In modern times, the most well known classification of Darśanas (philosophies) is the set of six âstika Darśanas – Sânkhya, Yoga, Nyâya, Vaiseśika, Mimâmsa and Vedânta. Lokâyata has commonly been classified as one of the Nâstika Darśanas, along with Buddhism and Jainism.
However, there have been different classifications of Darśanas by different authors over the centuries and the presently accepted scheme is relatively recent. The first known classification is by Bhâvaviveka, a Buddhist (5th Century CE). Along with Madhyamika (his school), he lists the following six – Hinayana Buddhism, Yogachara Buddhism, Vaiseśika, Sânkhya, Vedânta and Mimâmsa. The Buddhist text Manimekalai (in tamil) also from the same time, lists the following six – Lokâyata, Buddhism, Sânkhya, Nyâya, Vaiseśika and Mimâmsa.
The Jain scholar Haribhadra Suri (8th Century CE) presented.the following six fold classification – Buddhism, Nyâya, Sânkhya, Jaina, Vaiseśika and Mimâmsa. Some Jaina scholars listed Lokâyata as a seventh school. The famed Nyâya scholar Jayanta Bhatta (9th Century) concurs with Haribhadra Suri, but he replaces Vaiseśika with Lokâyata.

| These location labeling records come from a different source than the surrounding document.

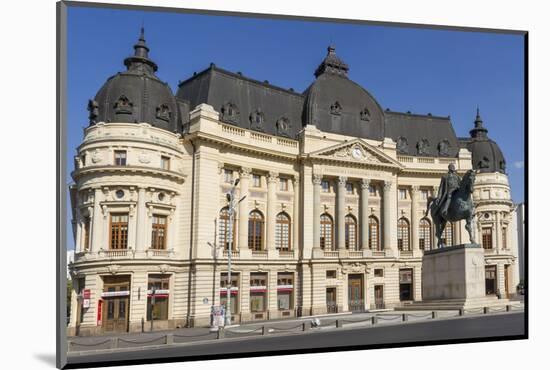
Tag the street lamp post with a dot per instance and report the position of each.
(231, 200)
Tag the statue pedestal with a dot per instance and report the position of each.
(455, 272)
(454, 278)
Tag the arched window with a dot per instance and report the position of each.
(447, 237)
(403, 235)
(282, 232)
(374, 240)
(425, 234)
(351, 232)
(255, 230)
(327, 231)
(223, 230)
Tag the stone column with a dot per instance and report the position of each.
(141, 213)
(242, 242)
(365, 183)
(390, 220)
(296, 215)
(271, 209)
(497, 243)
(97, 224)
(341, 212)
(317, 211)
(414, 220)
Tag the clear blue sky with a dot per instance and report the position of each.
(441, 72)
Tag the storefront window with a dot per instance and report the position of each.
(258, 292)
(158, 304)
(285, 291)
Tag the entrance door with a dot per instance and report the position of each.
(332, 307)
(355, 293)
(490, 280)
(116, 296)
(379, 296)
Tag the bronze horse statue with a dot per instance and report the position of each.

The number six holds a special significance in this context. There are several six-fold classifications, some pairing up schools as Sânkhya/Yoga, Mimâmsa/Vedânta, Nyâya/Vaiseśika and then listing the three Nâstika philosophies Buddhism, Jainism and Lokâyata to bring the total count to six. Notably, the Sarva-darśana-saṅ̇graha (14th Century CE) does not attempt a six fold classification and lists sixteen Darśanas starting with Lokâyata. There is no clear information on how and when the number six became important for classifications. Though there were exceptions, most classifications kept the total count to six, sometimes grouping related systems, to make it possible. The present classification of six orthodox philosophies and three heterodox philosophies appears to have taken precedence, around the seventeenth Century CE.